The fact that national or ethnic homogeneity is an extremely rare phenomenon in the modern state system, places liberal theory in grave danger – one that liberals are increasingly aware of.(13) There are many dimensions to this, but the case of separatist minorities is particularly instructive. Many liberal democracies contain minorities who claim a special status, some even going so far as to demand independence within a separate state; at the very least, these minorities claim and exercise a special hold over their members, which flies directly in the face of the liberal idea of universal citizenship. In the United States, Canada and Australia, aboriginal inhabitants agitate for the retention and extension of special reserves and ancestral land for their communities; one facet of this is the exclusion of other non-aboriginals from these reserves. Liberalism can currently provide no sensible account of this.
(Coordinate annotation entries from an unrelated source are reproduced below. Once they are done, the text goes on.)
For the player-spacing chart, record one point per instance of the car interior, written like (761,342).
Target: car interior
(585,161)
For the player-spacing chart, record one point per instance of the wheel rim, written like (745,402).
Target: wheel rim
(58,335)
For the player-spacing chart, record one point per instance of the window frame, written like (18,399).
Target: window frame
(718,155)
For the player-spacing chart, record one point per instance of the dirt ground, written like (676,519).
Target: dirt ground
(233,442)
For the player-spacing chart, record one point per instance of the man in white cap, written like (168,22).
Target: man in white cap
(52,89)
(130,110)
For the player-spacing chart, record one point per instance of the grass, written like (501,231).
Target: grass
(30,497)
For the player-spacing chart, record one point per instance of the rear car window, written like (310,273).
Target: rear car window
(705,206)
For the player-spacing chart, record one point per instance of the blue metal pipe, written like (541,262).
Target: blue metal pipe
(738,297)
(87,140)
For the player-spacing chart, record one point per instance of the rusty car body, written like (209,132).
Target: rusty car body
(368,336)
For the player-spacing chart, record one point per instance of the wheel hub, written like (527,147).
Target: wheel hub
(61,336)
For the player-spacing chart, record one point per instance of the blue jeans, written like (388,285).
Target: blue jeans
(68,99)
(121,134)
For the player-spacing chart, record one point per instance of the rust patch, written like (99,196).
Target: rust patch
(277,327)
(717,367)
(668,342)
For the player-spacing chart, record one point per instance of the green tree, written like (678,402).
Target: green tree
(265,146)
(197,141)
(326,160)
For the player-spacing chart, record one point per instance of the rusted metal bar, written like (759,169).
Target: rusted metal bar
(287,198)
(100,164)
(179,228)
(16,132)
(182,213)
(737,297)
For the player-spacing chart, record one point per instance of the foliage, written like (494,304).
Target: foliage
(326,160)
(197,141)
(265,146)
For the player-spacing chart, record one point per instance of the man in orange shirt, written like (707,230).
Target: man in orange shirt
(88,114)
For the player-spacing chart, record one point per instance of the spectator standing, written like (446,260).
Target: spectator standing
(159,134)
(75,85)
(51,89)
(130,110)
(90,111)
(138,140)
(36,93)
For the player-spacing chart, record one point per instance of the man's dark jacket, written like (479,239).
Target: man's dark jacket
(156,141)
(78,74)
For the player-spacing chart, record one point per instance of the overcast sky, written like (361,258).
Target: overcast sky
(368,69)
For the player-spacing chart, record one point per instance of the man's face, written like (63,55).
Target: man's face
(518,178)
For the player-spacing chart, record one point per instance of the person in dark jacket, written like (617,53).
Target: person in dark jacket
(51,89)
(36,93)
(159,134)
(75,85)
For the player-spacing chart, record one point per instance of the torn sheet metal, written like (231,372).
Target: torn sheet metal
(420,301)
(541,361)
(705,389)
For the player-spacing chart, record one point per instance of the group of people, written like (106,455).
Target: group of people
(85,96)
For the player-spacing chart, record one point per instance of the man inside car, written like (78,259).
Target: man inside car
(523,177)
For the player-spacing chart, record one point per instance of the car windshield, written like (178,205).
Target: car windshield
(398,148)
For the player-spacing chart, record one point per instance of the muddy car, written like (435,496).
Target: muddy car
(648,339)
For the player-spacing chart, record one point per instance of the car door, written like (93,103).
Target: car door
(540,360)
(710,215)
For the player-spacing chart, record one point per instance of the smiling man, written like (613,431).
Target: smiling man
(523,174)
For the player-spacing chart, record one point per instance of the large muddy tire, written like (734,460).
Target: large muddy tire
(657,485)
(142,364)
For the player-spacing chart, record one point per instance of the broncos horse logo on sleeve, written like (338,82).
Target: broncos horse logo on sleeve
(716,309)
While some liberals are attempting to reconstruct the ideology to make sense of ethnicity, we can now seen that this would be a difficult task indeed. An examination of rival ideologies like Marxism comes to much the same conclusion; from this angle, Marxism and liberalism look like estranged siblings with the same congenital defect. This calls for nothing less than a reconstruction of modern political theory, to provide a credible account of the political and social arrangements of ethnically plural societies. Something like this has been underway for some time now, through the study of ‘consociational democracy’ and democratic instability in plural societies, but the philosophical, moral dimensions of this remain largely unexplored.
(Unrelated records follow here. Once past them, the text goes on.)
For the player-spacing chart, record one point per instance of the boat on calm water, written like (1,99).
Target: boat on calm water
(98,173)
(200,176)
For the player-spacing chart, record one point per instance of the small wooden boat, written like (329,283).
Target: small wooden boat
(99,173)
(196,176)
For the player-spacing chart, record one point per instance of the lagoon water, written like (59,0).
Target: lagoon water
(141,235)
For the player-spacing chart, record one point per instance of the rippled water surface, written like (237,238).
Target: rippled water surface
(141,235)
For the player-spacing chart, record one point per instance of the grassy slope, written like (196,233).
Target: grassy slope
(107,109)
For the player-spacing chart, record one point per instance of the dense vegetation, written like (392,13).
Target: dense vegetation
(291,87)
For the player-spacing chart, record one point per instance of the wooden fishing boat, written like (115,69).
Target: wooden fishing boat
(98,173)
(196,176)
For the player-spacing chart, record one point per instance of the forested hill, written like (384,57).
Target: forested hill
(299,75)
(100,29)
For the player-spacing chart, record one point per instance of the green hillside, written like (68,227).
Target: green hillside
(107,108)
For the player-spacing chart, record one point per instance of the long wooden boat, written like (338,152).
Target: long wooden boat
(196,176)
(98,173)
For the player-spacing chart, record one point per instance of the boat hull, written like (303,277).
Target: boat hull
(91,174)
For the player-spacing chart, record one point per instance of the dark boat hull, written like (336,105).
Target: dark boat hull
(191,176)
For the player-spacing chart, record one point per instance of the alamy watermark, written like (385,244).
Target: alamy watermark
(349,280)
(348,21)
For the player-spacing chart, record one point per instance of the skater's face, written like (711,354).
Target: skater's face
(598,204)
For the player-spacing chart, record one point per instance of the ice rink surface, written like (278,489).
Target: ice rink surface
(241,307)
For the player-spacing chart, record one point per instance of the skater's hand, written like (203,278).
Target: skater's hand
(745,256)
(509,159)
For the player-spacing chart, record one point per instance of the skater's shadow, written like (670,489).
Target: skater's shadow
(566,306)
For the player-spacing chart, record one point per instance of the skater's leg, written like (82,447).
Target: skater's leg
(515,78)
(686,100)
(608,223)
  1. There is no single word in the English language to describe the notion of ethnic community, so the French ethnie will be used.
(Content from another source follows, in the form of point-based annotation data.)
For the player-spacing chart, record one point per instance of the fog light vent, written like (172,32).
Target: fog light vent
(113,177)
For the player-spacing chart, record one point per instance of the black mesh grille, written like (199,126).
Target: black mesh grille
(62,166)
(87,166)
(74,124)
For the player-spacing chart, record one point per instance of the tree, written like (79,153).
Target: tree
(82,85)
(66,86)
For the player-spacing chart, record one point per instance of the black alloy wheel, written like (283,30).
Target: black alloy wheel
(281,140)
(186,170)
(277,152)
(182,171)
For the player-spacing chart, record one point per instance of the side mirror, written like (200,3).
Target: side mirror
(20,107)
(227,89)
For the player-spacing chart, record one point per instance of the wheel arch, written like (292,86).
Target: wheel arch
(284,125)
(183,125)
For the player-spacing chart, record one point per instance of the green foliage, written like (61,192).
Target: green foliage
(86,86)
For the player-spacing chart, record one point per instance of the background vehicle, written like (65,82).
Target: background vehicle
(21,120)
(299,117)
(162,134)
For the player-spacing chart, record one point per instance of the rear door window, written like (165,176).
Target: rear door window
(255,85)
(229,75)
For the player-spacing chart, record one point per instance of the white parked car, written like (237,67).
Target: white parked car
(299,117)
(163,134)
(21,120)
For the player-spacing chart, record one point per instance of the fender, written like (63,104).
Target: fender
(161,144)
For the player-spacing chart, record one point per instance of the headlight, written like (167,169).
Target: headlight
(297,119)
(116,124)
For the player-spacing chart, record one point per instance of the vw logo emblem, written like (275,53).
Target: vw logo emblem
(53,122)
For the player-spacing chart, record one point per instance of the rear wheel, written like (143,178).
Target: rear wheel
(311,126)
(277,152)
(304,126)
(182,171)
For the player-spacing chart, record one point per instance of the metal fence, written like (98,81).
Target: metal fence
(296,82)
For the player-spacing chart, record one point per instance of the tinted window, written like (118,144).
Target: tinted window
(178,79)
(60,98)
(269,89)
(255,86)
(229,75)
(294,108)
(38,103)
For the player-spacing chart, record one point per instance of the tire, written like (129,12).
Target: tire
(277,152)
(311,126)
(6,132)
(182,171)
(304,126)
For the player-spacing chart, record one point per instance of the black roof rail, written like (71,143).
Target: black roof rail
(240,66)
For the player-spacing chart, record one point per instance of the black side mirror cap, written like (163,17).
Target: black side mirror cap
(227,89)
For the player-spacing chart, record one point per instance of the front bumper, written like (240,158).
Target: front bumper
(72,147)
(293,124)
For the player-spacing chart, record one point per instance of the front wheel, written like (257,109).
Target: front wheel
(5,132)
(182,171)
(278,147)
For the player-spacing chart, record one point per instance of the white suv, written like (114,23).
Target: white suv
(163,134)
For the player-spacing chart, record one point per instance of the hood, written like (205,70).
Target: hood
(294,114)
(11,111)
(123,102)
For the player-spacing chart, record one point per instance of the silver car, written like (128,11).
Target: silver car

  2. The bibliography lists some of the best recent literature. cf. van den Berghe [1981], Horowitz [1985], Connor [1972].
  3. Van den Berghe [1981], p.2
  4. Rawls [1971], arguably the most influential single piece ofliberal political theory this century, explicitly presumes material self-interest as the fundamental motivator of human behaviour, even making this a premiss in his attempt to derive a liberal account of justice.
  5. See Horowitz [1985], van den Berghe [1981] and Connor [1972] for analysis and rebuttal of this type of argument.
  6. This is not the place to prove these points; see Horowitz [1985].
  7. Rawls [1980, 1985] investigates this idea in detail; the Rawlsian programme no longer pursues ‘moral truth’ in any metaphysical sense, it now searches for a ‘practicable’ account of liberal justice that could command the assent, upon sincere self-reflection under fair conditions, of the typical citizen of a modern western liberal democracy.
  8. See Glazer [1975] and Cohen et al [1977] for some contributions to the debate within American liberalism surrounding affirmative action and ‘reverse discrimination’.
  9. Waltzer [1981], p.1
  10. See Kedourie [1961]; Connor [1973] contains a good discussion of the role that the French Revolution played in the genesis of modern European nationalism.
  11. Smith [1986b], p.47
  12. See Anderson [1983] for a discussion of the cultural dimensions of the imagining of communities.
  13. Kymlicka [1989] and van Dyke [1985] are recent attempts to provide some kind of account of ethnicity within a liberal framework.